Hermione coughed. “Hello, Harry.”

He looked up, embarrassed. He stammered a weak apology, and turned back to the computer. She looked around the room, distantly considering everything. She had a soft, peaceful smile on her face as she watched Harry work. He continued to type, type, type away as she stood, silent. Eventually, he became self-conscious of her presence, and the typing slowed, and eventually stopped, as Harry turned around, expectantly.

Hermione said nothing. She walked to where Harry was working, leaned over, and turned off his computer monitor.

“Hermione, wha–”

She took his hands, and pulled him up from his seat. Even though the gesture was purely symbolic, it did have an effect. Harry felt, in some distant way, like he was carrying a great weight around his neck. With the monitor switched off, he felt that the weight had been temporarily lifted. He looked at Hermione.

She still said nothing. Harry looked tired, so very tired. So very tired, and so very alone. He had been in a solitary prison of his own making, both literally and metaphorically, for many long years. Hermione smiled distantly at the soft music echoing from the radio.

“This song does seem out of place, doesn’t it?” She remarked.

…O children, lift up your voice, lift up your voice…

She held both his hands, and took a step backward. She started to sway her shoulders back and forth in time with the music.

…O children, rejoice, rejoice…

She cocked her head at Harry, who reluctantly joined in. They held each other’s hands, moving in an awkward little dance. It reminded him a bit of the bumbling fourth-year students that he watched at the Yule Ball so long ago during his first year at Hogwarts. Harry didn’t dance, no one ever taught him, and he certainly had no experience or occasion to practice.

Hermione didn’t seem to mind. She lifted one of his hands up, and spun him.

…Hey little train, we’re jumping on, the train that goes to the Kingdom
We’re happy, Ma, we’re having fun, and the train ain’t even left the station…

He laughed, silently, as they waltzed around the room, sometimes falling completely off-beat with the music which had started to pick up in tempo a bit. He felt guilty, though. This was time he could be spending working, but he was wasting it on frivolities. Hermione seemed to sense this shift in Harry’s emotions, and pulled him closer.

…Hey, little train, wait for me, I once was blind but now I see
Have you left a seat for me? Is that such a stretch of the imagination…

He couldn’t abandon his quest to save the world. But then again, wasn’t she part of that world? The enormity of it all, of the path that lay before him and the path that he had already walked down, seemed to crash in on him all at once.

What was he going to do?

He did the only thing he could think to do, and buried his head in her shoulder and began to cry, softly. They weren’t tears of woe or self-pity. They were the angry, hot tears of resolve. He felt Hermione’s hand on the top his head, patting his hair gently. He was a soldier in the war. An important soldier, but a soldier nonetheless. And no soldier can fight on the front lines twenty-four hours a day.
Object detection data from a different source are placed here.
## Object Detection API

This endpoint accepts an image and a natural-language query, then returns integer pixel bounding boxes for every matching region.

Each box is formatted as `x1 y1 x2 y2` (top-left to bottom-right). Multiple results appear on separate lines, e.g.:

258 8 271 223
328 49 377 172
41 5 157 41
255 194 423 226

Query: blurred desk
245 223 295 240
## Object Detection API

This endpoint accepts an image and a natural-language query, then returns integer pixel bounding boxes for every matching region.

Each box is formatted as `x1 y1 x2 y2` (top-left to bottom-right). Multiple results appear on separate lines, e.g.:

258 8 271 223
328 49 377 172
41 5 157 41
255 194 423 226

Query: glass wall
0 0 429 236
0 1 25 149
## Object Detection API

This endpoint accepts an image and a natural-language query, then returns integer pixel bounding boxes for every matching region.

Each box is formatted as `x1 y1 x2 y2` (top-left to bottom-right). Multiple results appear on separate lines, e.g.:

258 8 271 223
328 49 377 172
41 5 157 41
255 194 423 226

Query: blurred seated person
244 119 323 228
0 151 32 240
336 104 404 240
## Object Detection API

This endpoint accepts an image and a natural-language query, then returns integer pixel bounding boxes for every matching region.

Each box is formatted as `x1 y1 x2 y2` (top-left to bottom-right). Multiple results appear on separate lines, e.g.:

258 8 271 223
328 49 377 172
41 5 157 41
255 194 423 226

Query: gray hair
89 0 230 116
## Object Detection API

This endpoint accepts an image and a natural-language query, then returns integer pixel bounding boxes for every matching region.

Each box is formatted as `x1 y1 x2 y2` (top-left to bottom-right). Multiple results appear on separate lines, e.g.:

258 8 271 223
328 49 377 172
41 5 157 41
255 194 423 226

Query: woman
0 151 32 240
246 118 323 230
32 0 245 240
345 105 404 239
…Hey little train, wait for me, I was held in chains but now I’m free
I’m hanging in there, don’t you see, in this process of elimination…

He gave in, temporarily surrendered himself to this brief moment of respite. He knew, in his heart of hearts, that he would never give up the battle, that taking one break to have one silly dance would not be the end of the world, and that, it might, in fact, make the world better in its own special way.

…Hey little train, we’re jumping on, the train that goes to the Kingdom
We’re happy, Ma, we’re having fun, it’s beyond my wildest expectation…

They continued to shuffle back and forth to the music, their heads on each other’s shoulders. They held each other as the music and began to slowly fade away. The tears were gone.

…Hey little train, we’re jumping on, the train that goes to the Kingdom
We’re happy, Ma, we’re having fun, and the train ain’t even left the station…

The music faded out, and Harry and Hermione separated, looking at each other, so much unsaid, so much that did not need to be said.

“Hermione, I… Uh… Thank you for that. I feel better. I really do.”

She smiled. “I know, Harry.” She leaned forward and planted a kiss on his forehead. “That’s what friends are for. Don’t you ever forget that.”